Öte yandan; dava konusu İstanbul ili, ... numaralı bağımsız bölümün 29.05.2014 tarihli satış işlemiyle dava dışı İlhan Özbay’a devredildiği anlaşılmıştır. Mahkemece, oluşan bu duruma göre re’sen dikkate alınması gereken Hukuk Muhakemeleri Kanununun 125/2’inci maddesi uyarınca işlem yapılmalıdır.
Mahkemece, değinilen hususlar gözardı edilerek yazılı şekilde karar verilmesi doğru görülmemiş, hükmün bu nedenlerle bozulması gerekmiştir.

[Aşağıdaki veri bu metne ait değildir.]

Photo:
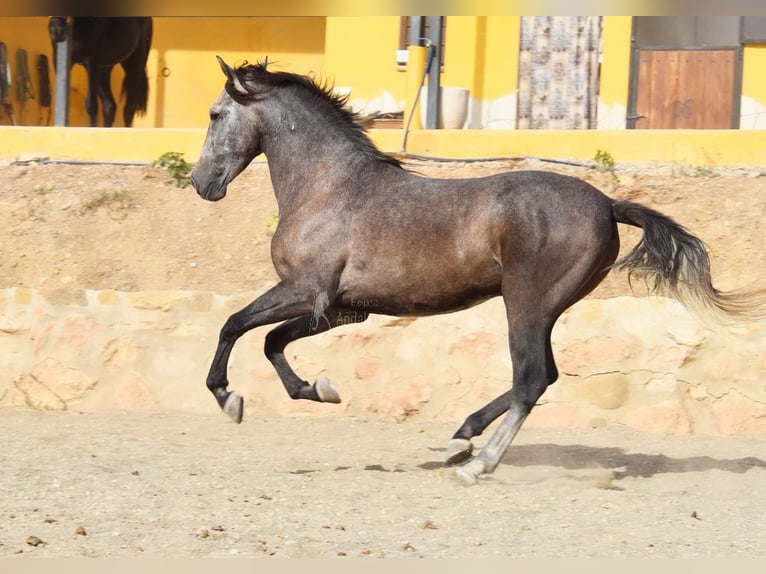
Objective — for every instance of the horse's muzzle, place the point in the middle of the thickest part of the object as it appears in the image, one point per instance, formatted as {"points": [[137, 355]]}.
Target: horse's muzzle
{"points": [[211, 189]]}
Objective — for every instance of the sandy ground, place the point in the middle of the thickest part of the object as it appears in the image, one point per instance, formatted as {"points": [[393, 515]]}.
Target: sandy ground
{"points": [[172, 484], [176, 485]]}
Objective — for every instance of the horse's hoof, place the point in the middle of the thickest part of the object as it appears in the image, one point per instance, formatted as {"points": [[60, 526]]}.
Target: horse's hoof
{"points": [[326, 392], [234, 406], [459, 450], [469, 472]]}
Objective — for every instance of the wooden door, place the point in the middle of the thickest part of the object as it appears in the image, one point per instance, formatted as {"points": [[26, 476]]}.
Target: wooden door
{"points": [[685, 89]]}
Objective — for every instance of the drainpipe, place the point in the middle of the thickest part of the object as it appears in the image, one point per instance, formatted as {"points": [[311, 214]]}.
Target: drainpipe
{"points": [[63, 63], [416, 69], [434, 73]]}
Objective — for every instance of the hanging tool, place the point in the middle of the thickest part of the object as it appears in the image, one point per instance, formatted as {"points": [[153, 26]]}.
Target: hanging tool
{"points": [[43, 76], [5, 83], [24, 90]]}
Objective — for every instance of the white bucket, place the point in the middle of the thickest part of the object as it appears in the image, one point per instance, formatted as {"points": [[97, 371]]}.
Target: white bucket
{"points": [[453, 107]]}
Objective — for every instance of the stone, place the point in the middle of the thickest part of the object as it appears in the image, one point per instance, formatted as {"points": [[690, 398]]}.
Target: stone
{"points": [[608, 391], [735, 413], [665, 417], [367, 367]]}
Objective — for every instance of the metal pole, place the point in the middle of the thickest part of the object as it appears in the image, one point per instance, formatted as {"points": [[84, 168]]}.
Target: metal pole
{"points": [[415, 35], [63, 64], [434, 73]]}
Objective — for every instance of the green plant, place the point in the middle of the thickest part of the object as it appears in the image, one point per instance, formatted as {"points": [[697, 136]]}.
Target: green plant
{"points": [[178, 168], [606, 163]]}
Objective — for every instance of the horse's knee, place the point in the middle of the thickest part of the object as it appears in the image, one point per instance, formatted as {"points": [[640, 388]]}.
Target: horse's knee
{"points": [[273, 345]]}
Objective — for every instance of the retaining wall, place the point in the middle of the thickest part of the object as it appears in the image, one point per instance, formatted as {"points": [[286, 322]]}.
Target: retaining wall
{"points": [[640, 362]]}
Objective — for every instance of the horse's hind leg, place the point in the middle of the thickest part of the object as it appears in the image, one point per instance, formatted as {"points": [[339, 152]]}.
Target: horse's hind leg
{"points": [[277, 339], [460, 446], [530, 352]]}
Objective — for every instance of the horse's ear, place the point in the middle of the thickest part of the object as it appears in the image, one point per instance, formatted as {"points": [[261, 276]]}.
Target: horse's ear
{"points": [[232, 77]]}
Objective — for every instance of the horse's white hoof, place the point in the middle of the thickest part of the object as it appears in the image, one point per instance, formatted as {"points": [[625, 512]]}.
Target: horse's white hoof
{"points": [[326, 392], [469, 472], [459, 450], [234, 406]]}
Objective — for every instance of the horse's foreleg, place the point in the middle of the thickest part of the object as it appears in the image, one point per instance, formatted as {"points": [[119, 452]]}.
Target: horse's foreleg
{"points": [[276, 341], [280, 303]]}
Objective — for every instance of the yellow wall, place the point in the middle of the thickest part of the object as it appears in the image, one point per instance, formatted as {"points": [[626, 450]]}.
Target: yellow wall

Kabule göre de; bakiye 68.500,00 TL bedelin davacı tarafından ödenmesi halinde tapu kaydının terkini ile davacı adına tesciline şeklinde şarta bağlı ve infaza elverişsiz hüküm kurulması da doğru olmamıştır.
SONUÇ: Yukarıda açıklanan nedenlerle davacı vekilinin temyiz itirazlarının kabulü ile hükmün BOZULMASINA, bozma nedenine göre sair temyiz itirazlarının şimdilik incelenmesine yer olmadığını, Yargıtay duruşma vekalet ücreti 3.815,00 TL‘nin davalıdan alınarak davacıya verilmesine, peşin yatırılan harcın yatırana iadesine, kararın tebliğinden itibaren 15 gün içinde karar düzeltme yolu açık olmak üzere, 14.06.2022 tarihinde oy birliği ile karar verildi.